Dalışla gelen geçmiş: Odadan odaya kulaç
Profesyonel yüzücü Serhat İnce, baraj gölünün çekildiği bölgelerde dalış yaparak, çocukluğunun geçtiği sokaklarda adeta yeniden yaşıyor. Çeltikdüzü köyünde bir zamanlar mahalle arasında yürüdüğü yerlerde artık yüzerek dolaşan İnce, “Zamanında çay içmeye gittiğimiz evlerin arasında şimdi suda yol alıyorum” diyor. Dalışlarında suyun içinde bir balkondan diğer evin camına, oradan da çatısına kadar geçişler yaparak geçmişin izini sürüyor. Özellikle cami minaresinin su yüzeyinden görülebildiği noktalarda yaptığı dalışlar, görenleri hem etkiliyor hem hüzünlendiriyor.

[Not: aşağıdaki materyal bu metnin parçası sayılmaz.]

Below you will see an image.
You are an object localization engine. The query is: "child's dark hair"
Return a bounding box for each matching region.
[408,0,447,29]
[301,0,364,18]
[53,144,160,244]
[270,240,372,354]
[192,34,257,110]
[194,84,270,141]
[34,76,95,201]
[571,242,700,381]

Anılar su altında ama kalplerde yaşıyor
İstanbul’dan memleketine dönen İsmail Bayraktar gibi çok sayıda kişi, yaz aylarında baraj kenarına gelip, suların altında kalan evlerine yukarıdan bakıyor. “Evimiz, yolumuz, köyümüz tamamen sular altında kaldı” diyen Bayraktar, eski hayatlarına bir daha dönemeyecek olmanın hüznünü yaşadıklarını söylüyor. O bölgeye ait sesler, kokular, sabah güneşiyle uyanmalar artık yalnızca hafızalarda kaldı. Ancak yapılan dalışlar, çekilen görüntüler ve anlatılan hikâyeler sayesinde bu hafızalar diri tutulmaya çalışılıyor.

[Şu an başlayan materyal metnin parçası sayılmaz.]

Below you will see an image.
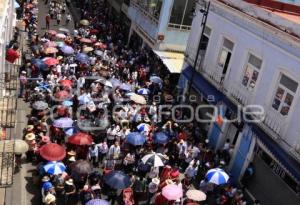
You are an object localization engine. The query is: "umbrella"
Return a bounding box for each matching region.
[60,45,74,55]
[109,78,122,87]
[120,83,132,91]
[76,53,90,63]
[68,132,93,145]
[80,38,92,43]
[85,199,109,205]
[59,80,73,87]
[56,41,65,48]
[47,30,57,36]
[55,33,67,39]
[44,41,57,47]
[162,184,183,201]
[104,171,131,189]
[186,189,206,201]
[58,27,70,33]
[94,50,103,56]
[40,143,66,161]
[44,161,66,175]
[53,117,74,128]
[32,101,48,110]
[154,132,169,144]
[137,88,150,95]
[70,159,93,175]
[64,127,77,136]
[14,140,29,154]
[95,78,113,88]
[31,58,47,70]
[137,123,151,132]
[126,132,146,146]
[142,152,165,167]
[44,57,59,66]
[83,47,94,53]
[62,100,73,107]
[129,94,147,105]
[78,95,92,105]
[54,90,72,100]
[150,76,163,84]
[80,19,90,26]
[205,168,229,185]
[44,47,58,54]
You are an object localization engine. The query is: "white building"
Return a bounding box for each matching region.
[121,0,196,73]
[180,0,300,204]
[0,0,16,97]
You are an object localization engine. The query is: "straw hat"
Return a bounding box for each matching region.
[25,133,35,141]
[45,194,56,204]
[152,178,160,185]
[67,150,76,156]
[42,176,50,182]
[66,179,74,185]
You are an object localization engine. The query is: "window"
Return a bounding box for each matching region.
[136,0,162,20]
[218,38,234,79]
[170,0,196,26]
[272,74,298,116]
[242,54,262,91]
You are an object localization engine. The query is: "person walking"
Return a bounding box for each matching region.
[45,13,51,30]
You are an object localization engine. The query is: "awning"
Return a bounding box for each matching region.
[252,125,300,182]
[153,51,184,73]
[182,66,224,104]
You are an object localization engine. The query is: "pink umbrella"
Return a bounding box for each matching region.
[162,184,183,201]
[55,33,67,39]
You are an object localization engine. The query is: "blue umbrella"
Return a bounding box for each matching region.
[126,132,146,146]
[76,53,90,63]
[120,83,132,91]
[154,132,169,144]
[60,46,74,55]
[137,88,150,95]
[85,199,109,205]
[150,76,163,84]
[62,100,73,107]
[104,171,131,189]
[42,182,53,191]
[44,162,66,175]
[31,58,48,70]
[205,168,229,185]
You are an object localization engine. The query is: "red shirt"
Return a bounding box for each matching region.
[5,48,20,63]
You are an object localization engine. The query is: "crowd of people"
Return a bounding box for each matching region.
[13,0,251,205]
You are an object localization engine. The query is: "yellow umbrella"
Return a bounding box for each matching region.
[130,94,147,105]
[80,19,90,26]
[83,47,94,53]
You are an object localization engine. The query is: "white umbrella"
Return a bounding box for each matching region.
[142,152,165,167]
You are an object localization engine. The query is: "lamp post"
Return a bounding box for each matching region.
[186,1,210,97]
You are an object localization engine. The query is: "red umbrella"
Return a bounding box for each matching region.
[44,58,59,66]
[59,80,73,87]
[80,38,92,43]
[68,132,93,145]
[55,90,71,100]
[40,143,66,161]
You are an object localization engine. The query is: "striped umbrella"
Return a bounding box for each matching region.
[44,161,66,175]
[205,168,229,185]
[137,88,150,95]
[142,152,165,167]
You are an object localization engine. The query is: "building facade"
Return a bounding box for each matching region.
[179,0,300,204]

Sular altında kalan Yusufeli, artık sadece bir coğrafya değil; aynı zamanda bir hatıralar galerisi. Serhat İnce gibi insanlar sayesinde, bu hatıralar su altında kaybolmuyor, aksine birer hikâyeye dönüşerek yaşatılıyor. Siz de geçmişe bir yolculuk yapmak isteseydiniz, hangi anınıza geri dönmek isterdiniz?